Higher levels of N-terminal prohormone brain-type natriuretic peptide (NT-proBNP) predict cardiovascular disease (CVD) in several disease states, but few data are available in patients with chronic kidney disease or in blacks.


The African American Study of Kidney Disease and Hypertension trial enrolled hypertensive blacks with a glomerular filtration rate of 20 to 65 mL x min(-1) x 1.73 m(-2) and no other identified cause of kidney disease. NT-proBNP was measured with a sandwich chemiluminescence immunoassay (coefficient of variation 2.9%) in 994 African American Study of Kidney Disease and Hypertension participants. NT-proBNP was categorized as undetectable, low, moderate, or high. Proteinuria was defined as 24-hour urinary protein-creatinine ratio >0.22. A total of 134 first CVD events (CVD death or hospitalization for coronary artery disease, heart failure, or stroke) occurred over a median of 4.3 years. Participants with high NT-proBNP were much more likely to have a CVD event than participants with undetectable NT-proBNP after adjustment (relative hazard 4.0 [95% confidence interval [CI] 2.1 to 7.6]).
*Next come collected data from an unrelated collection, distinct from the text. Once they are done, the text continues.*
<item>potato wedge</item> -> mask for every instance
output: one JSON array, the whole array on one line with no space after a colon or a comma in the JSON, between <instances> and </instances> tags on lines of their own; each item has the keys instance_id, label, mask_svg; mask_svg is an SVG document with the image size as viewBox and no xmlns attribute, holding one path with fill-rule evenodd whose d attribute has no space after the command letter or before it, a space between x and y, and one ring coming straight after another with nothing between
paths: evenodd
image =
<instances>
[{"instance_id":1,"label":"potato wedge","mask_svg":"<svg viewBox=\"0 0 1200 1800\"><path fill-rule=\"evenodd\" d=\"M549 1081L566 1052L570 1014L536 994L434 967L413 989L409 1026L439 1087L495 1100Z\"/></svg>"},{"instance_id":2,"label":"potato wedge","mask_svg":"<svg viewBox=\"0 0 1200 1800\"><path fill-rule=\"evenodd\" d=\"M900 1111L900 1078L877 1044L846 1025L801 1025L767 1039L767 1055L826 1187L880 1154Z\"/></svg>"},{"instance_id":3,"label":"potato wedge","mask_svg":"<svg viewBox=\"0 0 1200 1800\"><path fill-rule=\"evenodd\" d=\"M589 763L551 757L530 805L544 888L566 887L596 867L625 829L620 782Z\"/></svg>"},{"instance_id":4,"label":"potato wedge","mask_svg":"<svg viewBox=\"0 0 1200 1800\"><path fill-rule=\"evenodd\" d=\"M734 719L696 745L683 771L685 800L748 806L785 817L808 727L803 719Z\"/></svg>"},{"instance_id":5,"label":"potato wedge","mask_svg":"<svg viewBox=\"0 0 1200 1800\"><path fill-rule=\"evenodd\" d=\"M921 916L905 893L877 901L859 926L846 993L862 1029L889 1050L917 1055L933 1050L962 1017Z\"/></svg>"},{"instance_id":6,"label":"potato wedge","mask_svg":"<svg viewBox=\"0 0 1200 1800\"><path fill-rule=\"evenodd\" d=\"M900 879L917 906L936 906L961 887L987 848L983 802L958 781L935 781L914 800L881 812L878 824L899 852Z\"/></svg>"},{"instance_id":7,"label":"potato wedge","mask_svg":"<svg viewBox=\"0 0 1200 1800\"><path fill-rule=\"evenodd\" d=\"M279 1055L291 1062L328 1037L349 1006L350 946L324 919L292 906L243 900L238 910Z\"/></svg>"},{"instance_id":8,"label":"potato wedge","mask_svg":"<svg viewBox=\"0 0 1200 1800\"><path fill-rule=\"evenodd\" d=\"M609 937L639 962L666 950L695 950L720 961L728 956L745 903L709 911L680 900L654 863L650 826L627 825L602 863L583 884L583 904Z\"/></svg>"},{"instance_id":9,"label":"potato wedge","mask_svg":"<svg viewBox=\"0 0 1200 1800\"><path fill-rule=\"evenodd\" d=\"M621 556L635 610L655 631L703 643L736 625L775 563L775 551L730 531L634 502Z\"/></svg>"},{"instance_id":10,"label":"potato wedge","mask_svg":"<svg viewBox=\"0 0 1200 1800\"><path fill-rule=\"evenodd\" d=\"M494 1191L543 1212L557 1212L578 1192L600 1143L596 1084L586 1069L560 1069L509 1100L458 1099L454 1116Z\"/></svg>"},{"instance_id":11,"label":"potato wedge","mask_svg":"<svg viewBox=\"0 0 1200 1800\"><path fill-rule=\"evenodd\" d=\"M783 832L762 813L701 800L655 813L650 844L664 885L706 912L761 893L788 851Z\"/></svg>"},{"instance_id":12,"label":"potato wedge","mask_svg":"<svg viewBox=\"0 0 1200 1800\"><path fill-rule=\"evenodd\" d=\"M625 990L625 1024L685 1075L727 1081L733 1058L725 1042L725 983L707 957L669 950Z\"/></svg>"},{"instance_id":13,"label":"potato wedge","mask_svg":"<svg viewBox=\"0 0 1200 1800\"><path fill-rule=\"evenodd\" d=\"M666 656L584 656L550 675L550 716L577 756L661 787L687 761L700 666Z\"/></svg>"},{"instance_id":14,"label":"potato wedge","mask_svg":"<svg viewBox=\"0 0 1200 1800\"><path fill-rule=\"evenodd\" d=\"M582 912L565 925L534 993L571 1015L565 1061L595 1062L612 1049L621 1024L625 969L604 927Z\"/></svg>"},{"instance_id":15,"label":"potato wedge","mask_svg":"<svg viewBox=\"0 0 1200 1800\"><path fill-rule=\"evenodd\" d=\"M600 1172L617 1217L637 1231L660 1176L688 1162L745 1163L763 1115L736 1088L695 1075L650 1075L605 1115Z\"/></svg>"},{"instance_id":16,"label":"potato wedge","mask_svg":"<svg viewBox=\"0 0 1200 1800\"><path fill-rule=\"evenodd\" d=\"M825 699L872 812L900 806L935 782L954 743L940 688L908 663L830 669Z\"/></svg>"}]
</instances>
A doubling of NT-proBNP was associated with a relative hazard of 1.3 (95% CI 1.0 to 1.6) for coronary artery disease, 1.7 (95% CI 1.4 to 2.2) for heart failure, 1.1 (95% CI 0.9 to 1.4) for stroke, and 1.8 (95% CI 1.4 to 2.4) for CVD death. The association of NT-proBNP with CVD events was significantly stronger (P(interaction)=0.05) in participants with than in those without proteinuria. Higher NT-proBNP was not associated with renal disease progression.


These results suggest that elevated NT-proBNP levels are associated with higher CVD risk among blacks with hypertensive kidney disease. This association may be stronger in individuals with significant proteinuria.